Attackers based in China have launched online assaults against the network at Britain's Parliament and the Foreign Office, The Guardian said, citing unnamed government officials.

It added that some of the hackers were believed to be from the Chinese military, without citing sources.

Britain's Ministry of Defense refused to comment. The Foreign Office said it could not comment on security matters.

The Financial Times report said the Pentagon was still investigating how much information was stolen, but cited an unnamed person as saying that most of it was probably unclassified.

The claims mark the latest times that China was accused of hacking into a foreign government's computers. On the eve of German Chancellor Angela Merkel's visit to Beijing last week, the weekly Der Spiegel said computers at the Chancellery and three ministries had been infected with so-called Trojans, or spy programs.

The Financial Times report, which did not specify its sources, said Germany's domestic intelligence agency believed a group of hackers associated with the People's Liberation Army might have been behind the alleged hacking.

At the time, Premier Wen Jiabao called the reported hacking a "matter of grave concern" and said China would take "firm and effective action" to prevent such crimes.

The Pentagon warned earlier this year that China's army is emphasizing hacking as an offensive weapon.

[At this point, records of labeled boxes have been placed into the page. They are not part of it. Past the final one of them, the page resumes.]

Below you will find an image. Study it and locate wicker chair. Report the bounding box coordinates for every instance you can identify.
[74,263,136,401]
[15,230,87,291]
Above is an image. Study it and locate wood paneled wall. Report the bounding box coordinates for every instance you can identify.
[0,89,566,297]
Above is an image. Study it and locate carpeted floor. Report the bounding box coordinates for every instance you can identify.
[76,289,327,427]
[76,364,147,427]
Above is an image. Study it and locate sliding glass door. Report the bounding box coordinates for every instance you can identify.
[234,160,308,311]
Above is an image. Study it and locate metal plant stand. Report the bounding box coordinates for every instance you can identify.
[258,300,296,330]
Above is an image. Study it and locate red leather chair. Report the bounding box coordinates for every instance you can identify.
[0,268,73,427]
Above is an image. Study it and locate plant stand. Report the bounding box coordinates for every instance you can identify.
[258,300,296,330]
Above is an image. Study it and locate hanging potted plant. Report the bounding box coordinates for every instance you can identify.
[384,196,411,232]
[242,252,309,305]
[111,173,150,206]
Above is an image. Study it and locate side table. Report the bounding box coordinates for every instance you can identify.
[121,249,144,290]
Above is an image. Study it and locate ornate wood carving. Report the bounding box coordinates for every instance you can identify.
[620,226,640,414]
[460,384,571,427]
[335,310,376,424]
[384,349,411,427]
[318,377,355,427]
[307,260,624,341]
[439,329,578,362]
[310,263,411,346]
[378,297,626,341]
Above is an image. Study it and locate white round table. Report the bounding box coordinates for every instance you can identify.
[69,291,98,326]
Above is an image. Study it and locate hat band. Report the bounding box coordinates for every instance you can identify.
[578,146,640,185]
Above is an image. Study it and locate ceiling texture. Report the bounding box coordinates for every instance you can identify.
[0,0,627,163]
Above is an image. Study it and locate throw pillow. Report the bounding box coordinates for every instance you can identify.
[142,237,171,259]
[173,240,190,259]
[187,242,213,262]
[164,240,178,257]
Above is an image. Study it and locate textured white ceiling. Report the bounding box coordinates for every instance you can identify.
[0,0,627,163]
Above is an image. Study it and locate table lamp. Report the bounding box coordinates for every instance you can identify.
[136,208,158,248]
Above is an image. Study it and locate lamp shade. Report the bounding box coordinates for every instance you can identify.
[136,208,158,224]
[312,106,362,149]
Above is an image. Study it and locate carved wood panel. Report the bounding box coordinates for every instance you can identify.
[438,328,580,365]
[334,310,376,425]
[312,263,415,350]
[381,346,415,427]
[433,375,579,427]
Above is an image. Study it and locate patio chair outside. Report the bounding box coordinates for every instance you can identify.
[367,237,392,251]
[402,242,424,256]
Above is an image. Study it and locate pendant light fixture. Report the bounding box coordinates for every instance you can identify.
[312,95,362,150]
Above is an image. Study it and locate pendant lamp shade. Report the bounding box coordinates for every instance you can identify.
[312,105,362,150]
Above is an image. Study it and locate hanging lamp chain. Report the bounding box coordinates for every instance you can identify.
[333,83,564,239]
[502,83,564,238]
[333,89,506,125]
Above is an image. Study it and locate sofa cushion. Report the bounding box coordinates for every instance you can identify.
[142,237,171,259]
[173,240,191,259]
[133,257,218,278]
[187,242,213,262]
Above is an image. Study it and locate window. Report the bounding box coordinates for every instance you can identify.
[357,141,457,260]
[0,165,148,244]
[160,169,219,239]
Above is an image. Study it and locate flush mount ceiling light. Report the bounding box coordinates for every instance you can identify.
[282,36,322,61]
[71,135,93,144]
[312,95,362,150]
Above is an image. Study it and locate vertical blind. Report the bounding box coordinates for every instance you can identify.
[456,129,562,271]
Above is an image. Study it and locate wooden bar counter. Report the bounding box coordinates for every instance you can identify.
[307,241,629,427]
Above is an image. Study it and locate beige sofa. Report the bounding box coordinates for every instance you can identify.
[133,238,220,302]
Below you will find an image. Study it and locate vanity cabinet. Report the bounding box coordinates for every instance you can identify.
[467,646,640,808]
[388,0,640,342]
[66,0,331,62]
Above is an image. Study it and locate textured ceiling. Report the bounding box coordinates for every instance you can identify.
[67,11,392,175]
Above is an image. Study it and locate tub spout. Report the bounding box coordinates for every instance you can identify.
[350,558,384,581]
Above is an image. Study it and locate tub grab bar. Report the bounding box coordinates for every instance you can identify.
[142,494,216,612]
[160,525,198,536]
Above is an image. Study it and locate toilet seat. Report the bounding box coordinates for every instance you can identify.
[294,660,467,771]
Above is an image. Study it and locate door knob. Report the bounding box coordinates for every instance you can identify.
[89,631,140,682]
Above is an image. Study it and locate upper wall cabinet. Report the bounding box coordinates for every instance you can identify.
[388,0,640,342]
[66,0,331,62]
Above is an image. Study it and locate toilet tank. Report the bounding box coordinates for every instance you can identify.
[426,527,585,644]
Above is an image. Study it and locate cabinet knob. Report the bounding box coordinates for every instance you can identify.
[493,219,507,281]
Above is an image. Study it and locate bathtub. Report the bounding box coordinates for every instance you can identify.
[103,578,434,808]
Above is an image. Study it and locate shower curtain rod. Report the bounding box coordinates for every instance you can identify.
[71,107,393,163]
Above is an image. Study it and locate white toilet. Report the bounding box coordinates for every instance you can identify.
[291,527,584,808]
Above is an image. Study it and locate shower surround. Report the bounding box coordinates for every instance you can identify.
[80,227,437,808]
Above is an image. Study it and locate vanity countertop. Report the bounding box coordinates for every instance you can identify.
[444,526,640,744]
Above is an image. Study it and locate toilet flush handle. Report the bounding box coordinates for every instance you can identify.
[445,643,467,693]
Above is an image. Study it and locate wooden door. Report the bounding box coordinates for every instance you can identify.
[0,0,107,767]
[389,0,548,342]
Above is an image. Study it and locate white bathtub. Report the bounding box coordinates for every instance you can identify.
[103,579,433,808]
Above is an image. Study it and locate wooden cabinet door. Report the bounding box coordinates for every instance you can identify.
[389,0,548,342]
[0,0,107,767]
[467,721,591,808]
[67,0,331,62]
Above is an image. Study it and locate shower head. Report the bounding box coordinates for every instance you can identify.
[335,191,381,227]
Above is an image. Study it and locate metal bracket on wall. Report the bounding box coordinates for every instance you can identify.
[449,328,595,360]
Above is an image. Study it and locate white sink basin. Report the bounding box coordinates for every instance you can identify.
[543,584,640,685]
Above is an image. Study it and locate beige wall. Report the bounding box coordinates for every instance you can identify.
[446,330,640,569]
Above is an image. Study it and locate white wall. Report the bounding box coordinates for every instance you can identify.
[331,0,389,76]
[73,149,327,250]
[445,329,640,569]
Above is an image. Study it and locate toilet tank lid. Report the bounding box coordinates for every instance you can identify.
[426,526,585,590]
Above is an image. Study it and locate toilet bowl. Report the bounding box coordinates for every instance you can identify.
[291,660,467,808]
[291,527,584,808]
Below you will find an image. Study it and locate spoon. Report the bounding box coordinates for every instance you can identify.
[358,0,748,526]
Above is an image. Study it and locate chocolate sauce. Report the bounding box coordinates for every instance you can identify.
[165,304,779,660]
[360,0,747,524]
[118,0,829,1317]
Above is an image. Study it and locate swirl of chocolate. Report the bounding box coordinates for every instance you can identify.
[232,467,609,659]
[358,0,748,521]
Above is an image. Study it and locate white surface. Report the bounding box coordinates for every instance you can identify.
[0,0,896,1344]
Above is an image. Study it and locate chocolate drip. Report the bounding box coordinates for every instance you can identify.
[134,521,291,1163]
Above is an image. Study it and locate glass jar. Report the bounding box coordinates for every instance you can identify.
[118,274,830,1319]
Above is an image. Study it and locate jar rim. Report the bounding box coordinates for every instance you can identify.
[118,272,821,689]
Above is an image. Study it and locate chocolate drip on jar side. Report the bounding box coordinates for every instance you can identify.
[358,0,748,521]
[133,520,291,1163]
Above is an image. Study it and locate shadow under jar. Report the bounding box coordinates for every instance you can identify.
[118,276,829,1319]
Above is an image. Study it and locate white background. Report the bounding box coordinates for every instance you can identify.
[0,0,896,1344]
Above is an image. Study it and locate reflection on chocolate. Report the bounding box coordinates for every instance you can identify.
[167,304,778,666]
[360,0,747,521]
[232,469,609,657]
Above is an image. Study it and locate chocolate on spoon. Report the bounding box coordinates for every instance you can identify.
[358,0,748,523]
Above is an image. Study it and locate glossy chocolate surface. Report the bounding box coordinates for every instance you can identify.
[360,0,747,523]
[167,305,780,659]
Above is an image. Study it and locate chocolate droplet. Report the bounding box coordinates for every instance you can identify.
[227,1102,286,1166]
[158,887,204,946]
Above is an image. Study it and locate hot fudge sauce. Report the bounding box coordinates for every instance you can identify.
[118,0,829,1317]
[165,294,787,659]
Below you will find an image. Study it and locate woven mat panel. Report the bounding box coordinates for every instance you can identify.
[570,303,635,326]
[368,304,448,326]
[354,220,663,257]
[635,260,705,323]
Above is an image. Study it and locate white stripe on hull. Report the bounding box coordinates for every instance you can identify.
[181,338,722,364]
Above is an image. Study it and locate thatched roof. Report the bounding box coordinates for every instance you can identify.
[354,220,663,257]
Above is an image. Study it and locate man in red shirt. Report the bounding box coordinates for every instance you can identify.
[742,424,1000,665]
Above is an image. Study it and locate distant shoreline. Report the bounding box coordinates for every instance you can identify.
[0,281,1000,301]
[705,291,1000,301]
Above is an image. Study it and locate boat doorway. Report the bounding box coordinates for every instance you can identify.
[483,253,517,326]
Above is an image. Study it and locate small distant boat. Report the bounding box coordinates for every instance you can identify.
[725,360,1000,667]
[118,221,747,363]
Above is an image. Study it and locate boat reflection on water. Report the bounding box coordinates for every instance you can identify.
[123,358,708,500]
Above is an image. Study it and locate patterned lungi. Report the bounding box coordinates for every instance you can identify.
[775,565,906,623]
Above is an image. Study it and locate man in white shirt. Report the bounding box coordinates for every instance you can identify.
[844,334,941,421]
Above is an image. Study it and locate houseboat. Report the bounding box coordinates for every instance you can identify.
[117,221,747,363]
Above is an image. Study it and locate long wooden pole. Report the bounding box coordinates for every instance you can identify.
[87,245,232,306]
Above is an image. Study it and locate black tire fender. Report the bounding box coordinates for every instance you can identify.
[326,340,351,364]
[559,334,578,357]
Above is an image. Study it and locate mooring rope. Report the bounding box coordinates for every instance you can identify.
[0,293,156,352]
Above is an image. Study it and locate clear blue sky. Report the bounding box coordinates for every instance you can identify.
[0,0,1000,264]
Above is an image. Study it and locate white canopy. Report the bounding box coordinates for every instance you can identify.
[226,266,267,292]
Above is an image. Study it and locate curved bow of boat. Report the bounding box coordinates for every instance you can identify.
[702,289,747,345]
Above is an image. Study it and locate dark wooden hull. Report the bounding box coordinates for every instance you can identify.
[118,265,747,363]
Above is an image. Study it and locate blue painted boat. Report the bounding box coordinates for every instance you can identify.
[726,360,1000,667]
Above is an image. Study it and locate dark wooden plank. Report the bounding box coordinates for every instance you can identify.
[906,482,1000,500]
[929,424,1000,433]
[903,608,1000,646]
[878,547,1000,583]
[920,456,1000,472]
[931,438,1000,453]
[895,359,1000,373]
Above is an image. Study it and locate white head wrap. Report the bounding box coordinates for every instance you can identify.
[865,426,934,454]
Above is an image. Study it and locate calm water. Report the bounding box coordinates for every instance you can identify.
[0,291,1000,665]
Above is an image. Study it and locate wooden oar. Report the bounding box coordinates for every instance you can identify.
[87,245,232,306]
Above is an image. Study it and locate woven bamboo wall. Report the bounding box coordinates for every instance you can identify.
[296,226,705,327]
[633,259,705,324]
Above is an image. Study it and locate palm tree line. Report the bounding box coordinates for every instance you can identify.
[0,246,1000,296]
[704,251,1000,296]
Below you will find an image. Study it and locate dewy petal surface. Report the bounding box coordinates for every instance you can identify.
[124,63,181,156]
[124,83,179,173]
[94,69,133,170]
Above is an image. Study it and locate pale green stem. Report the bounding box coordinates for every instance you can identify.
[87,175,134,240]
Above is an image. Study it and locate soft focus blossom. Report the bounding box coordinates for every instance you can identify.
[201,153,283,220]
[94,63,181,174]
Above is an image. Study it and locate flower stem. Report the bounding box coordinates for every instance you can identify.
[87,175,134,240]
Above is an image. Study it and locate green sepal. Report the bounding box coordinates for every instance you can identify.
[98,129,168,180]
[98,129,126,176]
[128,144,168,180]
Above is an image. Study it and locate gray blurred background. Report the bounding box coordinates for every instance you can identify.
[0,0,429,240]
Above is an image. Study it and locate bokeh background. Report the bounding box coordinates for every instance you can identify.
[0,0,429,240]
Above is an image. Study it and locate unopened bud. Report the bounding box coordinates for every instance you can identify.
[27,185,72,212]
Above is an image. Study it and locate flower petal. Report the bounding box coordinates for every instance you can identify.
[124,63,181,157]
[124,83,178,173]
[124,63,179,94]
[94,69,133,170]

It cited Chinese military exercises in 2005 that included hacking "primarily in first strikes against enemy networks."

The Associated Press reported in July that the State Department was trying to recover from large-scale network break-ins affecting operations worldwide. The hackers appeared to target the department headquarters and offices dealing with China and North Korea, it was reported.

However, experts have said that China is home to a large number of insecure computers and networks that hackers in other countries could use to disguise their locations and launch attacks.